NGC 3226 is a dwarf elliptical galaxy that is interacting with the spiral galaxy NGC 3227. They were both discovered by German-British astronomer William Herschel on 15 February 1784. The two galaxies are one of several examples of a spiral with a dwarf elliptical companion that are listed in the Atlas of Peculiar Galaxies. Both galaxies may be found in the constellation Leo. It is a member of the NGC 3227 Group of galaxies, which is a member of the Leo II Groups, a series of galaxies and galaxy clusters strung out from the right edge of the Virgo Supercluster.

==Nucleus==
NGC 3226 contains a low-ionization nuclear emission-line region (LINER), a type of region that is characterized by spectral line emission from weakly ionized atoms.

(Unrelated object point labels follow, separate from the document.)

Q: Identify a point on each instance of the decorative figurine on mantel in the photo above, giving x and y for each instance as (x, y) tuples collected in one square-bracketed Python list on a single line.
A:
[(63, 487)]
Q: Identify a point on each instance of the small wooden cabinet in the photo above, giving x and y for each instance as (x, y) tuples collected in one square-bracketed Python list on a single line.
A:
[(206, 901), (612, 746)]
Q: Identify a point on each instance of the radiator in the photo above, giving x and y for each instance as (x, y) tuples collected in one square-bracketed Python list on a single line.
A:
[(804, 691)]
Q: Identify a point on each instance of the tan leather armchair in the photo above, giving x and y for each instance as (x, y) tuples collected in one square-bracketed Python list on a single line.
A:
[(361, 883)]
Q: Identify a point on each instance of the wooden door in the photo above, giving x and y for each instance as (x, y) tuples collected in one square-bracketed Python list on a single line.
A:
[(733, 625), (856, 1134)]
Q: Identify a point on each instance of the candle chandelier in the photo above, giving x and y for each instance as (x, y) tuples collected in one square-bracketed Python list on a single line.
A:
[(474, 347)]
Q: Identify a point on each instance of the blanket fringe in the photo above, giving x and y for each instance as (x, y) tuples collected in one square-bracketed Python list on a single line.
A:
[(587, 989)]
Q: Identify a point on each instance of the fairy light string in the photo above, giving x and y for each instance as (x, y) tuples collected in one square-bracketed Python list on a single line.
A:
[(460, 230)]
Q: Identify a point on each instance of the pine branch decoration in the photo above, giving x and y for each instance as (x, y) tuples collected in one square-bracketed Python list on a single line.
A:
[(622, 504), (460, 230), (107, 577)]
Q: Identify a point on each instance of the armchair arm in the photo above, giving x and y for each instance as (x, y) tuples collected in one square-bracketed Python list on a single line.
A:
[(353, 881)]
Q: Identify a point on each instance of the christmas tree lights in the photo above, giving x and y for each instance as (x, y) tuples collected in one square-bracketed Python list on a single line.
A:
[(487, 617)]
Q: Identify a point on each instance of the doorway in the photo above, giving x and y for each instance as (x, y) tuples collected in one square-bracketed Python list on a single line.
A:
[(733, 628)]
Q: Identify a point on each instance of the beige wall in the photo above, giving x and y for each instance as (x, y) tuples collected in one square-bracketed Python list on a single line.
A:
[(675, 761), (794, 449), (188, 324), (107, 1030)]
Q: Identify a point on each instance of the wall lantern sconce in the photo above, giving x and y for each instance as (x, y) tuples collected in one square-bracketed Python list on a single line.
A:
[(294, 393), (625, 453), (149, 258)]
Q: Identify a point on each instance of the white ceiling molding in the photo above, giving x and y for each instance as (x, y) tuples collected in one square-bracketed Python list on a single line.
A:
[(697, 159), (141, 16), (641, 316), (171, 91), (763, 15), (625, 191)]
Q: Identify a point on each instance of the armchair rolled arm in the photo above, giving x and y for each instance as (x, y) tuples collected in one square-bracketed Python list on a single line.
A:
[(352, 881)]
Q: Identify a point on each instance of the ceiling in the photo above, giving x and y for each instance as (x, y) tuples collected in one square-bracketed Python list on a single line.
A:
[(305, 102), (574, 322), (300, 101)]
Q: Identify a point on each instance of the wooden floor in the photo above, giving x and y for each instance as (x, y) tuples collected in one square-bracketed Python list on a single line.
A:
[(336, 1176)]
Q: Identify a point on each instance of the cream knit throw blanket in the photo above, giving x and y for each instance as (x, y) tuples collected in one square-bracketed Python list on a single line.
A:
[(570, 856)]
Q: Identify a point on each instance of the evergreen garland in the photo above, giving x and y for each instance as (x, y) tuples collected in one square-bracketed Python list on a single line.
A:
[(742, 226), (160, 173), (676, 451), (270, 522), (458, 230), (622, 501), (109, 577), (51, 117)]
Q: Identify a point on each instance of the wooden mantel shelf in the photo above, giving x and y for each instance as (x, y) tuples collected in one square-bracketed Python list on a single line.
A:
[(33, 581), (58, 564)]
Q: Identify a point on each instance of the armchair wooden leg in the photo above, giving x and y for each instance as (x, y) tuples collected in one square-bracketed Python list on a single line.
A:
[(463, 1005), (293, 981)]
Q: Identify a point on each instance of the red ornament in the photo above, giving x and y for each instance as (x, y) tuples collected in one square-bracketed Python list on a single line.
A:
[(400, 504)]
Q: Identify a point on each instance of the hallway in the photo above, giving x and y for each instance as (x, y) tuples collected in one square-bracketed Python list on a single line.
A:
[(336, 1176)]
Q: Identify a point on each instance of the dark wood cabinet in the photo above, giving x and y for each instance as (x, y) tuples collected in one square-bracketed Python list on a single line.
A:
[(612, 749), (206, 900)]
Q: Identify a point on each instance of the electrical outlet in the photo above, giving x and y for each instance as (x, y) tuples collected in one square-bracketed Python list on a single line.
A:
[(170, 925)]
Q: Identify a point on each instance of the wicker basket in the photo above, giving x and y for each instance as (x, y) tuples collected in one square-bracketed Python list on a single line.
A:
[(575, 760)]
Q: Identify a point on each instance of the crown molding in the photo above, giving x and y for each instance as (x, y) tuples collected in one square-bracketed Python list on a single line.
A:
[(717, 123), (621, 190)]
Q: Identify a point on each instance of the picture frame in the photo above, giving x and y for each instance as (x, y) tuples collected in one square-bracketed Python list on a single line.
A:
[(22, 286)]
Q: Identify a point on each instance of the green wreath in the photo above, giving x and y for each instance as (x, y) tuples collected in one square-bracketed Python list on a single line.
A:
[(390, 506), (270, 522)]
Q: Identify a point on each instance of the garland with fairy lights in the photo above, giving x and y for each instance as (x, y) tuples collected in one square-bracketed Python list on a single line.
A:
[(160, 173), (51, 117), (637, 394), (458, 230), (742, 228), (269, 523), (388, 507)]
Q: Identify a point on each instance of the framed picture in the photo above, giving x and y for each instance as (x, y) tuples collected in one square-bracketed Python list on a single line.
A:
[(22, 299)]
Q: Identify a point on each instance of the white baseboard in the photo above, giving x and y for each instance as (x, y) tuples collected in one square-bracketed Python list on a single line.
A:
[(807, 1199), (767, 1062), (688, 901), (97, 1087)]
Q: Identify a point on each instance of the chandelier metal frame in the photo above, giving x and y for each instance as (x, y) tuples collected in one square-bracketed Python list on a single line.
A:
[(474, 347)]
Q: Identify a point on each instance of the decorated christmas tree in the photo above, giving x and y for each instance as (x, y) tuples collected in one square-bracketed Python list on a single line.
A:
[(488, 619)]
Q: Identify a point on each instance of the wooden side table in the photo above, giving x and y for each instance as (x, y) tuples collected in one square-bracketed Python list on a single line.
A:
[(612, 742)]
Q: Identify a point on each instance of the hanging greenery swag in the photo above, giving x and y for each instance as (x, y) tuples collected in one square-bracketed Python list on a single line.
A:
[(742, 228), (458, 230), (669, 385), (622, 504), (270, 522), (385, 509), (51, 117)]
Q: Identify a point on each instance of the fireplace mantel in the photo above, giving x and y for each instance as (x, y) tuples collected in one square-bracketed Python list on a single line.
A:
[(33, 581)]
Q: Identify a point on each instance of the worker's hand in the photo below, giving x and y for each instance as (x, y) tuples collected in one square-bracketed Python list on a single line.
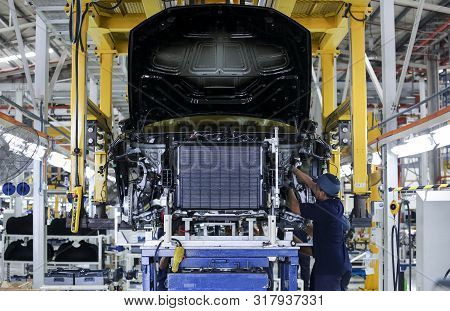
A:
[(297, 172)]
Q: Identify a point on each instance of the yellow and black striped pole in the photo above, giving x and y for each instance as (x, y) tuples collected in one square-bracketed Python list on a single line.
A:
[(414, 188)]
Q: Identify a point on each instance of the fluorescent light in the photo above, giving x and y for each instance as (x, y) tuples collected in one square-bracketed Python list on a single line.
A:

In general, the energy source for LINER emission has been a subject of debate among astronomers. Some astronomers have asserted that LINERs are powered by star formation regions, while other have asserted that LINERs are powered by active galactic nuclei (AGN) which contain supermassive black holes.

===AGN===
The nucleus of NGC 3226 appears to contain an AGN. The nucleus is a strong source of both radio and X-ray emission that appears to be synchrotron emission, which is generated when electrons moving at high speeds oscillate within magnetic fields. Such synchrotron emission is expected from the environment around a supermassive black hole. The X-ray emission may also be variable, which is also expected in the environment of a supermassive black hole.

==Interstellar medium==
It is possible that NGC 3226 may be acquiring gas from NGC 3227 during the interaction process, which would enhance star formation within NGC 3226. However, millimeter observations of NGC 3226 failed to detect any molecular gas within the galaxy. These results not only demonstrate that NGC 3226 contains little molecular gas but also demonstrate that the galaxy has acquired no gas from NGC 3227.

==Supernova==
One supernova has been observed in NGC 3226: SN 1976K (type unknown, mag. 17) was discovered by Arnold Klemola on 21 December 1976.